The geographic distance is polite, but ultimately meaningless. Liturgical vestments are still, ultimately, clothes. And the style of those clothes raise certain questions. Is extravagance in the service of religion more palatable than when it’s in service to beauty, art or humankind? Does God look more kindly upon a loyal servant bedazzled in diamonds than one in simple black wool? Is a veiled woman inherently more devout than one whose decolletage sweeps low?

“Heavenly Bodies” is unsettling. It considers what it means to enrobe oneself in honor of God and what it means to simply dress to impress. There is little difference. In the same way that secular fashion asks us to consider how our attire connects us to or separates us from our fellow man, the Vatican robes draw our attention to the ways in which the Church connects to and separates itself from Christianity and the world at large.

The exhibition is the largest the Costume Institute has ever mounted based on its footprint. It moves upstairs from the Anna Wintour Costume Center to the medieval and byzantine galleries at the Met Fifth Avenue and extends to the Met Cloisters in Upper Manhattan. There is no chronological order and no clearly defined path through the galleries. No dramatic holograms or Hollywood installations pull the viewer along. It’s easy to double-back over previously viewed artifacts or fail to meander around a corner and miss an entire section. And if a guest fails to glance skyward, there are a host of gold metal dresses by Gianni Versace that would be missed.

The trade-off for this sometimes frustrating approach is that there’s a purer sense of context. An extraordinary Alexander McQueen “angel” constructed of birch plywood, leather and lace, for example, is juxtaposed against a 14th-century altar piece depicting the coronation of the Virgin and the Adoration of the Magi. The setting wraps McQueen’s work in history and gives the historical altar contemporary resonance.

The part of the exhibition housed on Fifth Avenue is a study in hierarchies, paternalism and duty. The garments are beautiful but the experience is cold. For an exhibition essentially rooted in the human ache to lead a more godly existence, there is little sense of spirituality here, no indication of the internal monologue that one presumes is part of the religious experience. Is it only the rituals of the Church that keep designers so engaged? Or is there something more profound that keeps them enthralled?

The exhibition comes closer to answering those questions at the Met Cloisters. The garments on display there speak in a more pronounced way to religion’s humanity.
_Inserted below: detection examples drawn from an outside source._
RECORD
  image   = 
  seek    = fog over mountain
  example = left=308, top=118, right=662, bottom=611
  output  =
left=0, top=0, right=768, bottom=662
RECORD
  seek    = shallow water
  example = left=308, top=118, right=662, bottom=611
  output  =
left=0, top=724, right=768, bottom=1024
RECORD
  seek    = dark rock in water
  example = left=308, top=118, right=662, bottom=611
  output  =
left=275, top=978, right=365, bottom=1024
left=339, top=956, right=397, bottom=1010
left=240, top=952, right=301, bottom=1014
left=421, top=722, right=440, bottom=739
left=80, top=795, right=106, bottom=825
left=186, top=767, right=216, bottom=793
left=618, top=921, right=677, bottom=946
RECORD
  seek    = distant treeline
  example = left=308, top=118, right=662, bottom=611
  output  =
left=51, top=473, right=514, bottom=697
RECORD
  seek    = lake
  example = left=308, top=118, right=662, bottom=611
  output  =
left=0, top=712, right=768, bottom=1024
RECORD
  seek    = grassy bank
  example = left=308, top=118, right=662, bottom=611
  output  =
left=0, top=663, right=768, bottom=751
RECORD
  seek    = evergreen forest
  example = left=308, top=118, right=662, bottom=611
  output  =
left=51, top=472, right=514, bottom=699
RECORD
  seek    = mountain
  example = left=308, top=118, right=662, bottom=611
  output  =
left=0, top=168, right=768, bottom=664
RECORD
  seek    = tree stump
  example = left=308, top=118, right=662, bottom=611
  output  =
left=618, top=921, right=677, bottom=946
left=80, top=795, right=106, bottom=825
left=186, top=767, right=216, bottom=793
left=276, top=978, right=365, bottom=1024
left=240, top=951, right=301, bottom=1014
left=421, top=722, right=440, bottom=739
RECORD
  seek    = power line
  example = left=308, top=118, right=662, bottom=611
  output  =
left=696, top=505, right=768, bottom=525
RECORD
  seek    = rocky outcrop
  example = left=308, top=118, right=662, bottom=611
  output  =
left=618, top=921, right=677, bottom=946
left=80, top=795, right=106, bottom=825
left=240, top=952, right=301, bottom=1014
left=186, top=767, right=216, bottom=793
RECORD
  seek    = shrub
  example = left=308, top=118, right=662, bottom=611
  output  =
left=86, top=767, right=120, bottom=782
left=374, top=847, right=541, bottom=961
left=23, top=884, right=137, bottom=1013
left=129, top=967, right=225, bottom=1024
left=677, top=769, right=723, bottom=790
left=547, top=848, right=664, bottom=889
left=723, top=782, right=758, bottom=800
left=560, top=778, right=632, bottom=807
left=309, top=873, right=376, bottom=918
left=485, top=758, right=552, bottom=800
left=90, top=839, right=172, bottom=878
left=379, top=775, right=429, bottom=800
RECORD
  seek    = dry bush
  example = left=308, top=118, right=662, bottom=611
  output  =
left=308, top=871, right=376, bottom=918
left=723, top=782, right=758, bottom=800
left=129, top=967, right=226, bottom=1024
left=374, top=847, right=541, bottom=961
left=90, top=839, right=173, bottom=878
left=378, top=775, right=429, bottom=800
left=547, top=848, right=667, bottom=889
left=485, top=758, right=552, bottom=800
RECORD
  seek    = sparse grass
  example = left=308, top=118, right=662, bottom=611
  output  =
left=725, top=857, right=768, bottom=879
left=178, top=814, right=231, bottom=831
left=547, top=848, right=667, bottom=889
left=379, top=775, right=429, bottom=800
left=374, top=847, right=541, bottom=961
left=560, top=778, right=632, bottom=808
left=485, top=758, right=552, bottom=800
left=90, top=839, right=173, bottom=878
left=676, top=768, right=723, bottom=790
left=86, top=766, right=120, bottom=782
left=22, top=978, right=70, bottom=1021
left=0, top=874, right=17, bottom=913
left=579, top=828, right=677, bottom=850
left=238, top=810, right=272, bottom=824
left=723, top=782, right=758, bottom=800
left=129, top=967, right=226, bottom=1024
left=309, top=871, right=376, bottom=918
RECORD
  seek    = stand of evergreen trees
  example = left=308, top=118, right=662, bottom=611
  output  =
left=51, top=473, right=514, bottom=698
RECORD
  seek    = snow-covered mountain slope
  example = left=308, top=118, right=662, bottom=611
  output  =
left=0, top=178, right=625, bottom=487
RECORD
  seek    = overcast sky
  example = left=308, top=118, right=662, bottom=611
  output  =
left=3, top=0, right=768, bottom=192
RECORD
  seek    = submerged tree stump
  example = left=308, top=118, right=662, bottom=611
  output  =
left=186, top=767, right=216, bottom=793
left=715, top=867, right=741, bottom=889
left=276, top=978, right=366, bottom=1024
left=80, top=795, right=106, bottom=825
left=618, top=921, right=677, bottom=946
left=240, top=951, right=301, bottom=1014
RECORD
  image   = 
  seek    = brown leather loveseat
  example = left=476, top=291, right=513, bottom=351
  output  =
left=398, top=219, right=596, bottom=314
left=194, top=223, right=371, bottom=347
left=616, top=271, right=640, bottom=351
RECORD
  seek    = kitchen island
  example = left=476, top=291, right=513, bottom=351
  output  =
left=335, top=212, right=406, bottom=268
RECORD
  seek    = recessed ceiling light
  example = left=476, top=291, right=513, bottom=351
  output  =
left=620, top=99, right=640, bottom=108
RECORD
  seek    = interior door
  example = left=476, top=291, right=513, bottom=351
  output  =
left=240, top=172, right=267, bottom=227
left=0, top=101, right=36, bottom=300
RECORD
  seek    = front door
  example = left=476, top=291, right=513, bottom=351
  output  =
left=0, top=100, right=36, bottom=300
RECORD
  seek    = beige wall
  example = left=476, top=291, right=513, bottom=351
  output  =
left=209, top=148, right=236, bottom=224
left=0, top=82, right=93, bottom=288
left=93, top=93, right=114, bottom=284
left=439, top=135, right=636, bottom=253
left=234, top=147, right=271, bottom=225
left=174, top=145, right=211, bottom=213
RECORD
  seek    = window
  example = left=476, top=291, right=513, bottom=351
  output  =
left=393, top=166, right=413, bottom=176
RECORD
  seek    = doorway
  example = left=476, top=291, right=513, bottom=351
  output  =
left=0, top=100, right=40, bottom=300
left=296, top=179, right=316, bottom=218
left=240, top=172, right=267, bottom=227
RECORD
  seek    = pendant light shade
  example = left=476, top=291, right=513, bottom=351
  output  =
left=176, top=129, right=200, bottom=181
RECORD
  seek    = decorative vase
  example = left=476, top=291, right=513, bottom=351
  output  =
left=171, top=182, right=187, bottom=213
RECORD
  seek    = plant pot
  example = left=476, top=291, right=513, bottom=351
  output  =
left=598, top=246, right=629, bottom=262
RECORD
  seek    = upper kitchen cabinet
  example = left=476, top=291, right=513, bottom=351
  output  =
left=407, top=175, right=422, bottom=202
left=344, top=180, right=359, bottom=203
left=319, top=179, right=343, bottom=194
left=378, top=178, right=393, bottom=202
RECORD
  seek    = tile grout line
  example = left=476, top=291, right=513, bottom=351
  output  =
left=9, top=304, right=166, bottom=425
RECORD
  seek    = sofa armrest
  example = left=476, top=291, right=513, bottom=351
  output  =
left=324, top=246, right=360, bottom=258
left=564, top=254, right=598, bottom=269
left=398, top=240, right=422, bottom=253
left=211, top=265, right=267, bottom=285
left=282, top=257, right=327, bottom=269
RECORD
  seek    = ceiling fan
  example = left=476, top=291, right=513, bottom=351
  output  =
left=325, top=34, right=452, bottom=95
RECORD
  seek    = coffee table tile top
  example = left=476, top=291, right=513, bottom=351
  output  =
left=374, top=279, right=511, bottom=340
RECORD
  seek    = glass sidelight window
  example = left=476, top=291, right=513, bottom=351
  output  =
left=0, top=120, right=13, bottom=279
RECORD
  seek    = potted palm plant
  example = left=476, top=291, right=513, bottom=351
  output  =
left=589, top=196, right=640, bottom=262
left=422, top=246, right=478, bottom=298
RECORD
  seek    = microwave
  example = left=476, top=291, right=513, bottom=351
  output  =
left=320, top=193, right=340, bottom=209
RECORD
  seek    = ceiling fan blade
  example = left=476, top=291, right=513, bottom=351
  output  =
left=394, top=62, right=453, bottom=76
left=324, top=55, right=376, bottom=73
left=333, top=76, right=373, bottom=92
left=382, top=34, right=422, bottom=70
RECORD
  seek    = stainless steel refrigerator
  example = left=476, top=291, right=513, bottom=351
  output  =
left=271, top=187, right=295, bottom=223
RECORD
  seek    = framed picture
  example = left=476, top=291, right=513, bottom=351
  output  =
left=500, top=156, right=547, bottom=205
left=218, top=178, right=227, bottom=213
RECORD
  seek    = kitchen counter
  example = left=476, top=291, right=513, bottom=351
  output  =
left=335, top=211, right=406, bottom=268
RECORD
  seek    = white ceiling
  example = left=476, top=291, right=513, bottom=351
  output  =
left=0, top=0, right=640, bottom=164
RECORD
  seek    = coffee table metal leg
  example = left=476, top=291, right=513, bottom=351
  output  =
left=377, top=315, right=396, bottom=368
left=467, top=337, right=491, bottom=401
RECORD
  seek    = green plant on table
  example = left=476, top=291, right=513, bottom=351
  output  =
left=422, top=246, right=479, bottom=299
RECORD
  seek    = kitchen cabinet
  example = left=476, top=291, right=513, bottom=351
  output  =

There’s less emphasis on the glories of the Church; the monastic orders are in the spotlight instead of the Vatican bureaucracy.

Visitors are invited to stroll through a courtyard and into intimate chapels where the quiet work of designers such as Rick Owens, Madame Grès and Geoffrey Beene are on display. Their work is notable for its restraint, the rigor of the silhouettes and their cleansing simplicity. There is elegance in their reserve and confidence in their humility.

A 1961 wedding gown by Marc Bohan for Christian Dior is unnervingly ascetic. A 1967 gown by Cristobal Balenciaga captures a purity of emotion that takes the breath away.

This is the portion of the exhibition that’s most alive and inspiring. It has the least amount of glitz, but that’s what makes it so moving. It’s part of the same story but speaks to the church’s humanity rather than its treasures. And in doing so, Catholicism, and the fashion it inspires, are more welcoming and more relevant.

Heavenly Bodies: Fashion and the Catholic Imagination Through Oct. 8 at the Met Fifth Avenue and the Met Cloisters.